September 7, 2011
Huddled around tables in their school library, three dozen teachers at P.S. 124 in Sunset Park got a taste for how new standards being rolled out across the city would reshape their work in the classroom this fall.
Principal Annabelle Martinez handed out photocopies of student writing samples and asked the teachers to evaluate the work according to the new standards.
For a team of third-grade teachers, that meant looking at a short essay about weather and determining whether the author used “informative and explanatory text to examine a topic and convey ideas and information clearly.”
At first, the teachers found strengths in the essay’s display of mechanics. One teacher pointed out that the student had used capitalization correctly.
“He knows his paragraphs,” another teacher said. “And he knows sentence structure too.”

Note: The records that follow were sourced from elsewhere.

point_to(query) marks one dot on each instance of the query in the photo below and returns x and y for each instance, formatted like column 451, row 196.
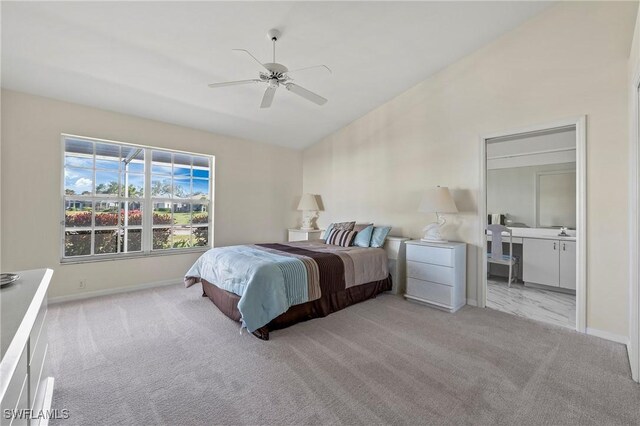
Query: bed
column 267, row 287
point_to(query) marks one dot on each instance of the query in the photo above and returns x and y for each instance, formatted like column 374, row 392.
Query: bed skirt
column 228, row 303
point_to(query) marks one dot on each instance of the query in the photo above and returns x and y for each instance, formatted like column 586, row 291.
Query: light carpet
column 168, row 356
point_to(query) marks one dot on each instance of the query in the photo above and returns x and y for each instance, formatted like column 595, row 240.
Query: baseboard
column 109, row 291
column 608, row 336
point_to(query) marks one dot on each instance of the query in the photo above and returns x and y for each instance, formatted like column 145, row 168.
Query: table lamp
column 437, row 200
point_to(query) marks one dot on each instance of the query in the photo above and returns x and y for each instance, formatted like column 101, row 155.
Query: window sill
column 109, row 258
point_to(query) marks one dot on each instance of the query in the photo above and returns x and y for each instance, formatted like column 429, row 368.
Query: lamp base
column 432, row 232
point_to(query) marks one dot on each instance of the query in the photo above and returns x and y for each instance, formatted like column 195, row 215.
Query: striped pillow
column 338, row 237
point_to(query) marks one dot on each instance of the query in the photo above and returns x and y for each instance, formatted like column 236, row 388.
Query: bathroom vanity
column 546, row 258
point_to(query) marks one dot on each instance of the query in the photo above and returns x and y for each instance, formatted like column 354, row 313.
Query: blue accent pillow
column 363, row 238
column 379, row 234
column 327, row 232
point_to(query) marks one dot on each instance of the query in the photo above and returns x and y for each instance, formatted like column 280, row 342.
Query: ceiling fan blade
column 301, row 91
column 254, row 58
column 267, row 99
column 233, row 83
column 314, row 66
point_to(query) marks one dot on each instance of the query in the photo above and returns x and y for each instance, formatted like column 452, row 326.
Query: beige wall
column 570, row 60
column 256, row 186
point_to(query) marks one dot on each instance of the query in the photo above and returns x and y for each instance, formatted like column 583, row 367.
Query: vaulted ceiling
column 155, row 59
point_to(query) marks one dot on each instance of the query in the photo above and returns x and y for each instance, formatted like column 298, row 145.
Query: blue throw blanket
column 267, row 283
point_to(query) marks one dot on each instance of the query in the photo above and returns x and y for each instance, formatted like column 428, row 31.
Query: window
column 122, row 200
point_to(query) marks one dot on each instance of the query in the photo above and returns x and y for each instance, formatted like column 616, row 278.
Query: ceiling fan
column 276, row 75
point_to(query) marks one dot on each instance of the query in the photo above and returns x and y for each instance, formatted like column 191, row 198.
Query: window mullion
column 147, row 212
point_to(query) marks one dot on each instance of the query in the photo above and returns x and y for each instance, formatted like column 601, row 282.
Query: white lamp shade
column 308, row 202
column 438, row 200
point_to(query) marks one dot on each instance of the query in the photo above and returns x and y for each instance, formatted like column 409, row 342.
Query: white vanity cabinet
column 550, row 262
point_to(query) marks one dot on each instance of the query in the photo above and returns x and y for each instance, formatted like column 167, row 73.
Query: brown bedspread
column 328, row 303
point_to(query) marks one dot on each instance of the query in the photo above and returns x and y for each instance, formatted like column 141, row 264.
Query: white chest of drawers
column 436, row 274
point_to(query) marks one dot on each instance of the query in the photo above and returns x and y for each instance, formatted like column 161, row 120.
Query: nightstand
column 436, row 274
column 297, row 234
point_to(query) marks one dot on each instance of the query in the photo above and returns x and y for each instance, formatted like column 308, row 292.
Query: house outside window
column 122, row 200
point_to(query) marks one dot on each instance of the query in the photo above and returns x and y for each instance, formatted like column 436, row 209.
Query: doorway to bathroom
column 532, row 215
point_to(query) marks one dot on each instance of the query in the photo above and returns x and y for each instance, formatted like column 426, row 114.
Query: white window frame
column 146, row 202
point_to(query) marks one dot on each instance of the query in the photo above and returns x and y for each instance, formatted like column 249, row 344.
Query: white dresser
column 436, row 274
column 25, row 381
column 296, row 234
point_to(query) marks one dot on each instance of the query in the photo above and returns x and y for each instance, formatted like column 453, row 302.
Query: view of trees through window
column 121, row 199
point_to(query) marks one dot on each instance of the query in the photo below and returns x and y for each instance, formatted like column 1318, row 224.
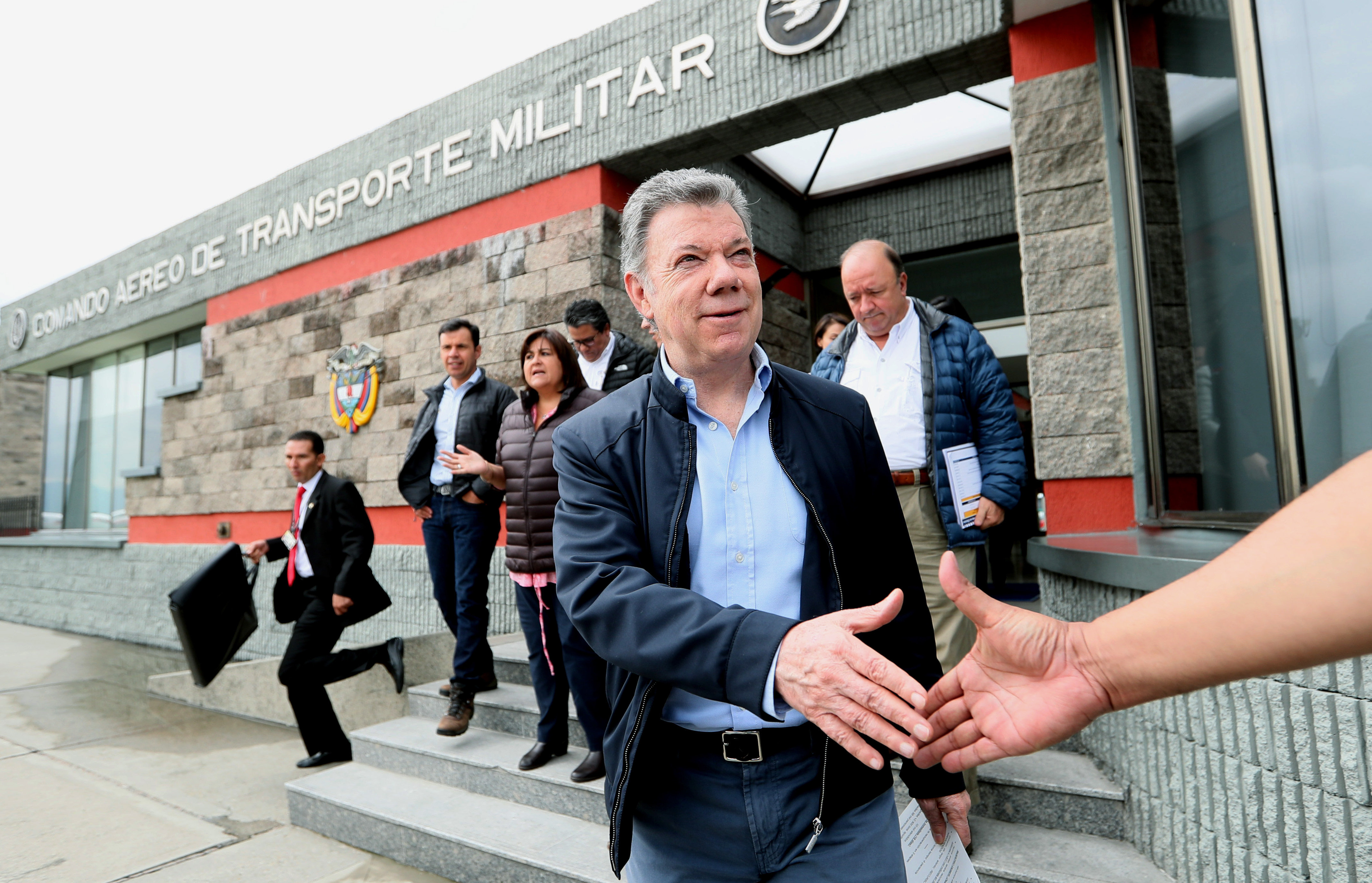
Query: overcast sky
column 121, row 120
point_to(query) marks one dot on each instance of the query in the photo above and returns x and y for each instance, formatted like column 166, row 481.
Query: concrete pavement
column 104, row 783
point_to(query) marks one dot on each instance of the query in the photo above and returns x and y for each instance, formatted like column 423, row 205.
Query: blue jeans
column 574, row 666
column 702, row 818
column 460, row 539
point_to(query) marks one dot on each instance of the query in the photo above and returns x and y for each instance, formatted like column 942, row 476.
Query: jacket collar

Later, the teachers used a projector to present their notes to their colleagues. Under Martinez’s guidance, the teachers revised how they discussed the student’s strengths. Now, they called the essay “informative” and said it was organized well by topic and included a “clear introduction” and a “clear conclusion” — language that was more in line with the new standards.
Scenes like this were playing out in schools across the five boroughs this morning as part of an extra day of professional development given to staff before students start class tomorrow. The training sessions were specifically targeted at preparing teachers for the citywide rollout of the Common Core curriculum standards, designed to refocus expectations to be more in line with college and career readiness.
P.S. 124 was among 100 schools that tested the core standards waters as part of a citywide pilot last year. This year, all schools are expected to begin tying instruction to the new standards, and their first step is to identify the gap between what students currently know and what the Common Core demands of them. That means teachers will be reviewing samples of student work, using the same kind of scrutiny required in today’s training exercise.
“One of the things that we strive to instill with our staff is that it’s not good enough just to teach the curriculum,” said Chief Academic Officer Shael Polakow-Suransky, who is overseeing the city’s Common Core rollout. “You can teach something and still have half the kids not learning.”
He visited P.S. 124 today along with Schools Chancellor Dennis Walcott. With the pair of top officials dropping in on the training session, teachers spoke excitedly about the new standards. But many of their comments were cut with a sense of caution.
“I feel an incredible amount of enthusiasm for the first time in eight years,” said one teacher. “I really just hope that we’re supported from the top on this.”
“We’re heading in the right direction, but there’s still fear,” another teacher remarked. “And that’s okay.”